I was first alerted to this by Matt Zwolinski of Bleeding Heart Libertarians. It comes from Adam Smith, An Inquiry Into the Nature and Causes of the Wealth of Nations:
The property which every man has in his own labour, as it is the original foundation of all other property, so it is the most sacred and inviolable. The patrimony of a poor man lies in the strength and dexterity of his hands; and to hinder him from employing this strength and dexterity in what manner he thinks proper without injury to his neighbour, is a plain violation of this most sacred property. It is a manifest encroachment upon the just liberty both of the workman, and of those who might be disposed to employ him. As it hinders the one from working at what he thinks proper, so it hinders the others from employing whom they think proper. To judge whether he is fit to be employed, may surely be trusted to the discretion of the employers whose interest it so much concerns. The affected anxiety of the law–giver lest they should employ an improper person, is evidently as impertinent as it is oppressive.

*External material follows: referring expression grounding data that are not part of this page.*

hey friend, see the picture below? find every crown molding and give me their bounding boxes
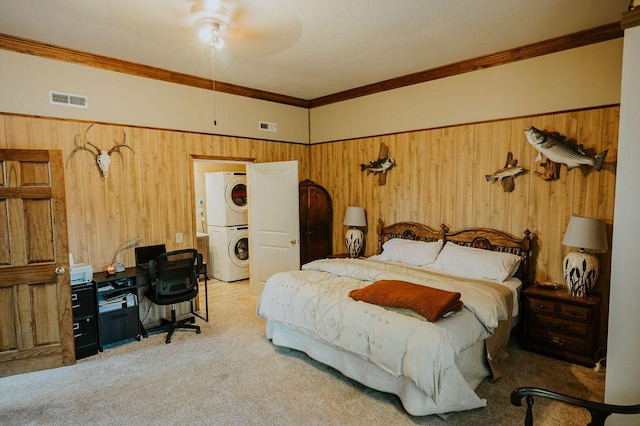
[621,8,640,29]
[0,22,623,109]
[0,33,309,108]
[308,22,623,108]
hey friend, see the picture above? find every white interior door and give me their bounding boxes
[247,161,299,296]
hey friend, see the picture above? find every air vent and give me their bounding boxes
[258,121,277,132]
[49,91,88,108]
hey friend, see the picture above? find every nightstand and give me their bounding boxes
[521,285,600,367]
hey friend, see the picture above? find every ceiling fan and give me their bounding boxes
[182,0,302,57]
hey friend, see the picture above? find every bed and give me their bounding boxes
[257,220,532,416]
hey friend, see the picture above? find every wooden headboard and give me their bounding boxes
[376,219,533,284]
[376,220,446,250]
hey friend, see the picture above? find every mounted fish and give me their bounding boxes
[361,142,395,186]
[524,126,608,172]
[486,152,527,193]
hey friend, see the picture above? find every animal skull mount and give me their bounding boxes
[72,123,135,178]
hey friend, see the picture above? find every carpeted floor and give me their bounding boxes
[0,280,605,425]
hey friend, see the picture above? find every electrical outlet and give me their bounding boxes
[175,232,183,243]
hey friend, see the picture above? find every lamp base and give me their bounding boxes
[563,250,599,297]
[345,228,364,258]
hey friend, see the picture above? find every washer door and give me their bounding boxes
[225,175,247,214]
[228,229,249,268]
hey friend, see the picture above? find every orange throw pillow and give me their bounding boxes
[349,279,463,322]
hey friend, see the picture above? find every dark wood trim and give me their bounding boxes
[0,33,309,108]
[308,22,623,108]
[191,154,255,162]
[622,8,640,29]
[1,22,623,109]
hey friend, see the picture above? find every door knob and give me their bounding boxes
[55,266,65,276]
[290,239,298,246]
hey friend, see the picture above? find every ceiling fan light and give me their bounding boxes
[197,24,215,43]
[211,36,225,49]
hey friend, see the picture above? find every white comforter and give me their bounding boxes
[257,258,511,407]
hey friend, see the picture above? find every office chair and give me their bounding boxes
[146,248,202,343]
[511,387,640,426]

This comes from the American Wood Council, which publishes the Wood Frame Construction Manual, a building code that my town is required to use:
To increase the use of wood by assuring the broad regulatory acceptance of wood products, developing design tools and guidelines for wood construction, and influencing the development of public policies affecting the use and manufacture of wood products.
There is a clear conflict of interest when an organization stands to gain financially by having its own standards adopted universally.
This comes from F. A. Hayek in Individualism and Economic Order:
Especially remarkable [...] is the explicit and complete exclusion from the theory of perfect competition of all personal relationships existing between the parties. In actual life the fact that our inadequate knowledge of the available commodities or services is made up for by our experience with the persons or firms supplying them– that competition is in large measure competition for reputation or good will– is one of the most important facts which enables us to solve our daily problems. The function of competition here is to teach us who will serve us well: which grocer or travel agency, which department store or hotel, which doctor or solicitor, we can expect to provide the most satisfactory solution for whatever particular personal problem we may have to face. Evidently in all these fields competition may be very intense, just because the services of the different persons or firms will never be exactly alike, and it will be owing to this competition that we are in a position to be served as well as we are.